Today is a sad day after all. Someone in my family died today. I didn’t know them very well and I am not gonna go into details because it is personal but I do have to say that it was an unnecessary death. I am obviously kind of bumped out about it and also angry because the person could’ve lived longer.
It is unbelievable that someone disappears in just like a snap, in a time that is no longer than a second. It is harsh. Death is a real thing. I have only experienced one funeral but it truly showed me what death meant. You see the person you once knew, not moving, not talking, not seing you. ( I am literally shaking even ). I can’t imagine how it must be to lose a best friend, a partner, a mother or father like that. You have these memories with a person and sometimes you even shared a life together because you’ve known them for so long and then they are just gone. And the thing about it is, there is usually no goodbye. Sometimes you might not even talk for a while and they vanish forever and you don’t get a chance to “Call them tomorrow. Write them tomorrow. See them tomorrow.” You only have today. Do it NOW.

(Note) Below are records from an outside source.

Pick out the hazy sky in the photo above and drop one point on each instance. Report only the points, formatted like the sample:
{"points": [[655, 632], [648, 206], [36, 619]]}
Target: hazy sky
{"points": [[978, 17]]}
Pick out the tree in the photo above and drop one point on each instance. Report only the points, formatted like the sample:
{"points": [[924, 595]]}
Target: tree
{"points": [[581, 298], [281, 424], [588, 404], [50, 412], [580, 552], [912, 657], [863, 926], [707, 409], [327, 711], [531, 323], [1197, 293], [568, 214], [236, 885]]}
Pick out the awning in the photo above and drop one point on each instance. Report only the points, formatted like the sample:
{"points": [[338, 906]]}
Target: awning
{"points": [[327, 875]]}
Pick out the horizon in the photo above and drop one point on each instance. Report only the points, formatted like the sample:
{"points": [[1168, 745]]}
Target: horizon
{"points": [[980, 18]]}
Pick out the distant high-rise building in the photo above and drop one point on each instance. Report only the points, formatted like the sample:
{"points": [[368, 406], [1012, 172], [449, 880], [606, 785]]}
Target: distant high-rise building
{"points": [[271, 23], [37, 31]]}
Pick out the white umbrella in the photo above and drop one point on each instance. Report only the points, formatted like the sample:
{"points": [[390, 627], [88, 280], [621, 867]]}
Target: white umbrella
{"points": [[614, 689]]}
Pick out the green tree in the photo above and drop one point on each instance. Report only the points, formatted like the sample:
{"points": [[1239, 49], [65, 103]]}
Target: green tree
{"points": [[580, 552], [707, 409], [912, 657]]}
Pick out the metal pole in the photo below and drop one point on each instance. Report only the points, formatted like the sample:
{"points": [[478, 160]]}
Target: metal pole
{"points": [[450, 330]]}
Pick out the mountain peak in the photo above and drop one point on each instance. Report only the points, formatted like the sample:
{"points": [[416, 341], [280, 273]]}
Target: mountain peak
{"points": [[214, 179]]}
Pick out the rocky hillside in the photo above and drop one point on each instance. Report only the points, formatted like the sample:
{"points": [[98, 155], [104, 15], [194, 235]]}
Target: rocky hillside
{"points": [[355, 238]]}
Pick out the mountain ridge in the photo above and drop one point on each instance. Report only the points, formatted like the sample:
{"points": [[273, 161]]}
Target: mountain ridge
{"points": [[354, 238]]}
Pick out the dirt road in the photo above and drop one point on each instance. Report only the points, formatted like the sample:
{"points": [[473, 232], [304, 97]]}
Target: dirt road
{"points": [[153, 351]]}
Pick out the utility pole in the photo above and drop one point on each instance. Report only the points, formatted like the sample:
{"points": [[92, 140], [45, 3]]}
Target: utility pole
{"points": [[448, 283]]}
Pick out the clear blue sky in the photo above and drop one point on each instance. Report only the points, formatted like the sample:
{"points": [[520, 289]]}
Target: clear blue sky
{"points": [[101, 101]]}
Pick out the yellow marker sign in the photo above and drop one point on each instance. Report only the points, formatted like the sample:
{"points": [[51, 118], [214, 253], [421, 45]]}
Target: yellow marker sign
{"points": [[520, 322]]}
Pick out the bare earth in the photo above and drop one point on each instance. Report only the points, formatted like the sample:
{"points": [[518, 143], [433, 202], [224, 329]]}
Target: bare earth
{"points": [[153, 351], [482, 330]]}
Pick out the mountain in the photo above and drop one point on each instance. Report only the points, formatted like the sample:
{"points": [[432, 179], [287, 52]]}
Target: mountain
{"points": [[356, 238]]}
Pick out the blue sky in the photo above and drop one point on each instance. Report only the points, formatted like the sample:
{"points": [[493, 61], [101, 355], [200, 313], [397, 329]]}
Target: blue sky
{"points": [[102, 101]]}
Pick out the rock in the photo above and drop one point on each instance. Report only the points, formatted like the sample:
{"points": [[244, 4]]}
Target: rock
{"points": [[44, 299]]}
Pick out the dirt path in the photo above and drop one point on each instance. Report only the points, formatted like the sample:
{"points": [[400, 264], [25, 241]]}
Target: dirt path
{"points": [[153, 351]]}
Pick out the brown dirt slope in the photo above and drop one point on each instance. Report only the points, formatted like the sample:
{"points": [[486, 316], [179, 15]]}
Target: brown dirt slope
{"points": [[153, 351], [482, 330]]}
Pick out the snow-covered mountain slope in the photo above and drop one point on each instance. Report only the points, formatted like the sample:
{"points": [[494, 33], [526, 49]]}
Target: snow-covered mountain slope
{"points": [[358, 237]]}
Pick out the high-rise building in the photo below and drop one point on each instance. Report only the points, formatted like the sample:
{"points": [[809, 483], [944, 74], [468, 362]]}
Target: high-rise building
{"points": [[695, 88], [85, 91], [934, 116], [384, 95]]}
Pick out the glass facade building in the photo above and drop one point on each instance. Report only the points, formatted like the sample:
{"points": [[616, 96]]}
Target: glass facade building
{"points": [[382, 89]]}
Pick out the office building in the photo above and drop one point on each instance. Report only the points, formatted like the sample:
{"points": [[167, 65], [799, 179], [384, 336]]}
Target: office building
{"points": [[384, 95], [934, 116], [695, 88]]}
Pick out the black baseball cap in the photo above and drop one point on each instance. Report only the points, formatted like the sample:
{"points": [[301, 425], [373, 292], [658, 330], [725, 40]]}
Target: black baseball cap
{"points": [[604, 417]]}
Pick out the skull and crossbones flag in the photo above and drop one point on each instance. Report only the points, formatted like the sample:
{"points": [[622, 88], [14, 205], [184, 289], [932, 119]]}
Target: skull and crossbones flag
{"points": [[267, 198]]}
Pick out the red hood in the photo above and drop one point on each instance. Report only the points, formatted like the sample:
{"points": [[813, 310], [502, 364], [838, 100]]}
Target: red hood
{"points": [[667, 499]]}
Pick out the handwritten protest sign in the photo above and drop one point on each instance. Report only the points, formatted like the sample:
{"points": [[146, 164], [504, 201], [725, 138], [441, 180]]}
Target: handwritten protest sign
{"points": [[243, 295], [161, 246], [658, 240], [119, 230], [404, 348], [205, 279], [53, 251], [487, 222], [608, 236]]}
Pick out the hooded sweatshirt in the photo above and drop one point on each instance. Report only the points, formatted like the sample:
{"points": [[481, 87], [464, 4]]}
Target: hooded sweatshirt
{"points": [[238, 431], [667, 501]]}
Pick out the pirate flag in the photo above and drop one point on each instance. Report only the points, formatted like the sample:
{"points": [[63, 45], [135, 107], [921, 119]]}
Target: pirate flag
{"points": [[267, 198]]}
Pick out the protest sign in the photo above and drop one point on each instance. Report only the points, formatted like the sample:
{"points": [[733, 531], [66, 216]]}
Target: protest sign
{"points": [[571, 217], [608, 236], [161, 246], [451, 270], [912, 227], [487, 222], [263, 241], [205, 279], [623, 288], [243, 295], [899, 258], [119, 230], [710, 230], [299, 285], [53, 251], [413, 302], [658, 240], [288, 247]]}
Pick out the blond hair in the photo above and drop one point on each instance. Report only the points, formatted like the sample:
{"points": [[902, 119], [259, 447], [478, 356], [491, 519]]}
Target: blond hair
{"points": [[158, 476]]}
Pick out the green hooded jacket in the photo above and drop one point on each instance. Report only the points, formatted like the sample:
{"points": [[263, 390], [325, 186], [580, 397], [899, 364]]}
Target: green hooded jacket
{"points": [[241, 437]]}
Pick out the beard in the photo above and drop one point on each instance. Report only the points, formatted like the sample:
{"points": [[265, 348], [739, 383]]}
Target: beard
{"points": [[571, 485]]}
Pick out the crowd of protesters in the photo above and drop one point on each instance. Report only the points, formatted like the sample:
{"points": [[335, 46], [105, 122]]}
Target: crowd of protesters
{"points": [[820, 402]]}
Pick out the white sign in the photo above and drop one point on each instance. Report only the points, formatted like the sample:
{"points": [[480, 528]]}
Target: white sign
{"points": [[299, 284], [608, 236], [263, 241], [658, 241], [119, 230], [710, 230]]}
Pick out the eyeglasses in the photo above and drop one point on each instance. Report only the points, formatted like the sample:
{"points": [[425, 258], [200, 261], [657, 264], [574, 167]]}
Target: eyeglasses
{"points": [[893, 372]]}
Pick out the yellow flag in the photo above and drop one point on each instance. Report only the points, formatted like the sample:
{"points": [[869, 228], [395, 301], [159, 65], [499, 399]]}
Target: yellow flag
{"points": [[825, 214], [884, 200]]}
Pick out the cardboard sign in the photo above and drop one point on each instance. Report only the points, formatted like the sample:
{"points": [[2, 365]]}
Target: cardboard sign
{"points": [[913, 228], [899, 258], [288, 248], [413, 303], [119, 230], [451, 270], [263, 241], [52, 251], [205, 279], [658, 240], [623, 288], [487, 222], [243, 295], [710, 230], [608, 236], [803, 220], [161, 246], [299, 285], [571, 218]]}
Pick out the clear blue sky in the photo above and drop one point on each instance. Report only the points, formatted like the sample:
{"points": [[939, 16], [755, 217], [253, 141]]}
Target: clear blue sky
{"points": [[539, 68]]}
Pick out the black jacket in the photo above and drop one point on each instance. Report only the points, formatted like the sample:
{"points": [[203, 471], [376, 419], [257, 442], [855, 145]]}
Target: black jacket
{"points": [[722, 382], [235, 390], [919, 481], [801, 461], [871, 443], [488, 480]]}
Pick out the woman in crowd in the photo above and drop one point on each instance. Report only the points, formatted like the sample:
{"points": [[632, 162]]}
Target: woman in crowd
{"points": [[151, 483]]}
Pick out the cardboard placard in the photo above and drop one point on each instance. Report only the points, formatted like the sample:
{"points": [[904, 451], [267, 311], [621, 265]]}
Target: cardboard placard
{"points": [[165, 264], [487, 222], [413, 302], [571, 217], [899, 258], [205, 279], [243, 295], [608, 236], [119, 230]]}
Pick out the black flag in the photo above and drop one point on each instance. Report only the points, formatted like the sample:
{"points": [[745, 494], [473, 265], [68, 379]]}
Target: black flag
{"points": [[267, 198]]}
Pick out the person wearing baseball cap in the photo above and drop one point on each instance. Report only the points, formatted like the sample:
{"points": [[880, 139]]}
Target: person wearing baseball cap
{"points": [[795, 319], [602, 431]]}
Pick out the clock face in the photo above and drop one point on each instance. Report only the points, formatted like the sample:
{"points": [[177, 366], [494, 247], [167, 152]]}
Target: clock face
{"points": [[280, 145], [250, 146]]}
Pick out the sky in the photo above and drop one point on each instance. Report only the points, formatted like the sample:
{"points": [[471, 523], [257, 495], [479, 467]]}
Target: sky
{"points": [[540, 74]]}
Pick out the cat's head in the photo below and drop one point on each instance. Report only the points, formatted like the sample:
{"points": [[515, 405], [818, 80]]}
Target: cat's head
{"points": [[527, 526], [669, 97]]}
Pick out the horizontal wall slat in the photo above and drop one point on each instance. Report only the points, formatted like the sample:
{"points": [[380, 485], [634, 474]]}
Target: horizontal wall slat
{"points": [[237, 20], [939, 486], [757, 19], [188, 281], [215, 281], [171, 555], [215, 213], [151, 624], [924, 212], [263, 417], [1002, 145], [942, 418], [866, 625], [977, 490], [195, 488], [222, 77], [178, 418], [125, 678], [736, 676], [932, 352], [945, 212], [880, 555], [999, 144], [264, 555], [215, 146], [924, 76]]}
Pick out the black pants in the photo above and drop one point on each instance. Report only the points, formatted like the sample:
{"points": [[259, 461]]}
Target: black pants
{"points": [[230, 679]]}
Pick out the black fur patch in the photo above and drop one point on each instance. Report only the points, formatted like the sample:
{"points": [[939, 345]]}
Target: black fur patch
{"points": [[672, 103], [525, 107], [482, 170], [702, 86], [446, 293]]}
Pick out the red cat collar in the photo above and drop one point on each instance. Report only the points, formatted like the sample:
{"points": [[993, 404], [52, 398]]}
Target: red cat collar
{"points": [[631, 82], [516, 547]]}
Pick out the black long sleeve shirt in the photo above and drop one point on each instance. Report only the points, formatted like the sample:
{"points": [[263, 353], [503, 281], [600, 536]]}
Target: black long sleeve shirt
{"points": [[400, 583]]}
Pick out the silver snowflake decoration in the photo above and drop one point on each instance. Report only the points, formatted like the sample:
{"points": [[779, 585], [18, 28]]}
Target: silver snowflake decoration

It also makes me sad that there is such a thing called suicide. We often forget to appreciate how much we have, how big of a gift it is to just being able to live. It might sound cheesy but right now I am extremely serious. We have so much in this life – sunsets, memories, friends, family, love, emotions, heartbreak, sadness, tears – all of it. It is a privelage to be able to experience them. There are people whose time is cut unfairly short and yet there are people who are willing to cut it short themselves. It is unfair to life itself and to the people who would’ve wanted to live for even just one more day.
If you take one thing out of this article, let it be this: Go talk to the people you haven’t talked to in a while, see them, text them, hug them, kiss them, appreciate them, love them. Because unfortunately death usually comes unexpectedly and you don’t get to say goodbye.